If you must use the dried peel, use bitter orange peel only and add it at flameout. Whatever you do don't boil bitter orange peel!
This beer got thumbs up from the "experts" at the Zealots. Kerry suggested I re-brew this and submit a bottle conditioned version for the Bluebonnet comp.
Bottled up the last of the keg, already crushed the grains to do a lighter version of this lil' guy for summer using two row and flaked wheat. The last bottles are going to the NHC comp, this is my best recipe to date by far and I think it has a good chance of placing.
Ok, I'm a retard. You mentioned your drop down list on another thread, and I looked and looked until I finally found what you mean. I had no idea those were there!
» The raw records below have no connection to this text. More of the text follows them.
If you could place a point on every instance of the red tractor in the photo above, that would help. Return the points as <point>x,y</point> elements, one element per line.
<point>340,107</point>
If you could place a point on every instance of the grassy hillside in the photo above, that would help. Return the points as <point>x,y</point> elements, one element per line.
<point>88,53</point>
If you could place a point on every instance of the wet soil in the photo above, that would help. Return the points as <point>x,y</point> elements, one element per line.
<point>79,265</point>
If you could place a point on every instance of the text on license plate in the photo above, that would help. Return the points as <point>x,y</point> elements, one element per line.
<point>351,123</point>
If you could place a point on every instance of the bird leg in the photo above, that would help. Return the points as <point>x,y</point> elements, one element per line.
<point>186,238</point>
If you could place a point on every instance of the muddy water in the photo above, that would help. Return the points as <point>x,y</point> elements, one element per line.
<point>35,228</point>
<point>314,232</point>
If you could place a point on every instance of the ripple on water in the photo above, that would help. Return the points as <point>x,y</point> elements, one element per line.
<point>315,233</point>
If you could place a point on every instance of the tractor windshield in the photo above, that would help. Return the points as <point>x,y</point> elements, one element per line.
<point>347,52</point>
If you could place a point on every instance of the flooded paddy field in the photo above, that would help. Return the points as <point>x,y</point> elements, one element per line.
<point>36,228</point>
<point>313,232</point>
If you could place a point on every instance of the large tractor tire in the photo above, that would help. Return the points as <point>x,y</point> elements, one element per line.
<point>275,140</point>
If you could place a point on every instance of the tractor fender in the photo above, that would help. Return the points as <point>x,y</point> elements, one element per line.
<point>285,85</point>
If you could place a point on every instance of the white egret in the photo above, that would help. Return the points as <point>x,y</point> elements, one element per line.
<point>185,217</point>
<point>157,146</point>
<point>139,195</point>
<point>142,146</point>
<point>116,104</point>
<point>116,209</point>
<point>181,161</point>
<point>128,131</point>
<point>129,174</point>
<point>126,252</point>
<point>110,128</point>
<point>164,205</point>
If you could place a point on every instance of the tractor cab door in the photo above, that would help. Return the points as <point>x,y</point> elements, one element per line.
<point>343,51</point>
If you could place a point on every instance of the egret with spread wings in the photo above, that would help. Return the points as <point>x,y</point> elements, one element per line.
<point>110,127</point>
I might try this out for a future brew. Although I'm not sure the flour is necessary? Seems like it is supposed to hazy without having to add flour just to haze it up?
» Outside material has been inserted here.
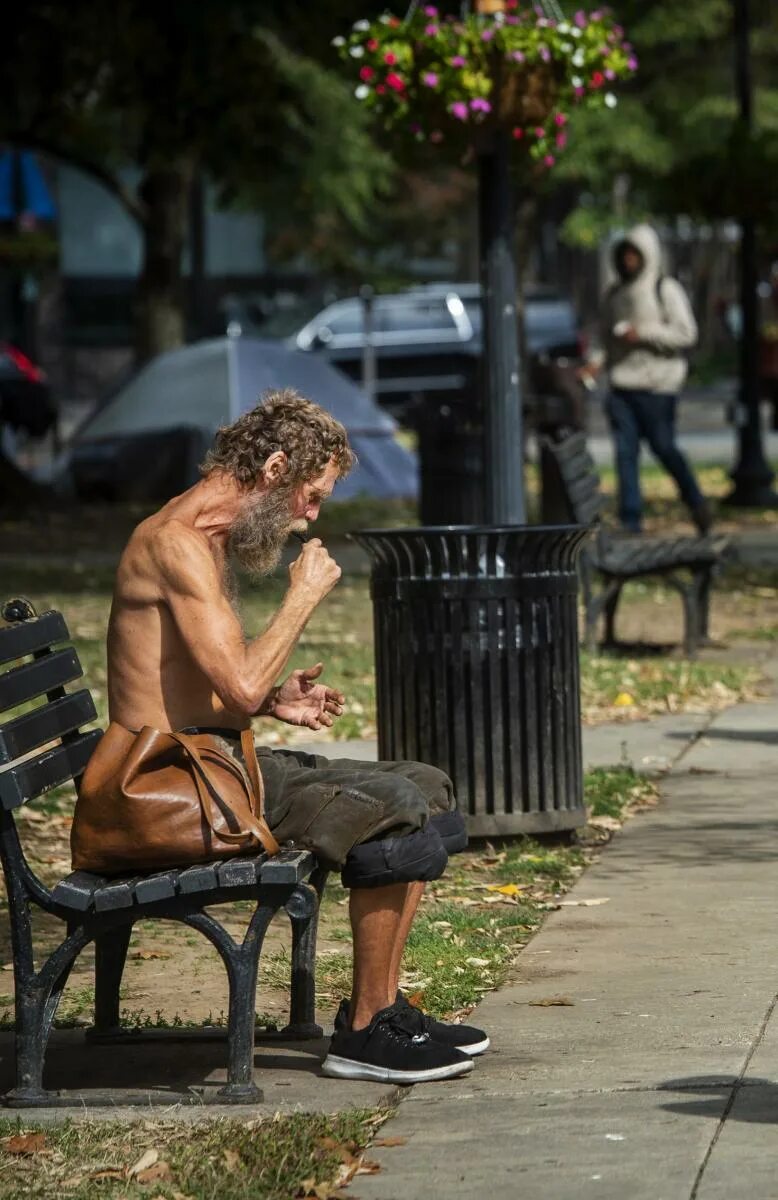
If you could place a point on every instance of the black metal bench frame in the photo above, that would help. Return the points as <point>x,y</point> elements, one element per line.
<point>687,564</point>
<point>41,750</point>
Ok, I'm a retard. You mentioned your drop down list on another thread, and I looked and looked until I finally found what you mean. I had no idea those were there! I might try this out for a future brew. Although I'm not sure the flour is necessary? Seems like it is supposed to hazy without having to add flour just to haze it up?
Flour isn't necessary, it'll be hazy either way.
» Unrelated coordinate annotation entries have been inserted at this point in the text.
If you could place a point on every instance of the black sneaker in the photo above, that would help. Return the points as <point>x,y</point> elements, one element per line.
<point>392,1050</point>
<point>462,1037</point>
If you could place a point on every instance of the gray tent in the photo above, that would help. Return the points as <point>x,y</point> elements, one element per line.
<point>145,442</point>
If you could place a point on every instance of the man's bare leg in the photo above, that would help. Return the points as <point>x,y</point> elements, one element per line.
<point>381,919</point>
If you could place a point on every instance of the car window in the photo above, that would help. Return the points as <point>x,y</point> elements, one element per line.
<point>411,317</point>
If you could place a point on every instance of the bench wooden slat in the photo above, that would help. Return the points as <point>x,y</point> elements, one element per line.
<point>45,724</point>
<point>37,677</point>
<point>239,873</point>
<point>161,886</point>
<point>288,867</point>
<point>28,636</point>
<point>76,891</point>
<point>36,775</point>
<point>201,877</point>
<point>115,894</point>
One thing I discovered, if you keg this one pull out the keg and invert it once a week. The character is all off once the yeast settle out.
BTW, according to Kevin at (512) who has collaborated with Pierre Celis himself on his Wit, the keys are:
- Good quality white raw wheat. Whole Foods is a good source.
- Good quality Indian coriander. He crushes his using a rolling pin on a baking tray. I use a mortar and pestle. It should smell like grapefruits and lemons once crushed. If it smells like tomato juice you have the wrong kind and danger lurks ahead! A light crush prevents getting tannins from the coriander.
- Gentle boil, just above a simmer. After I toss in the spices I just let it steep for 5 minutes (no boiling) before chilling with an IC. If you are running to a CFC no need to wait, just toss them in at flameout.
- Grapefruit and/or Seville oranges for the citrus. Sevilles are sometimes at Hispanic specialty markets, or you can do what I did and sub the Seville orange marmalade from France available at large megamarts.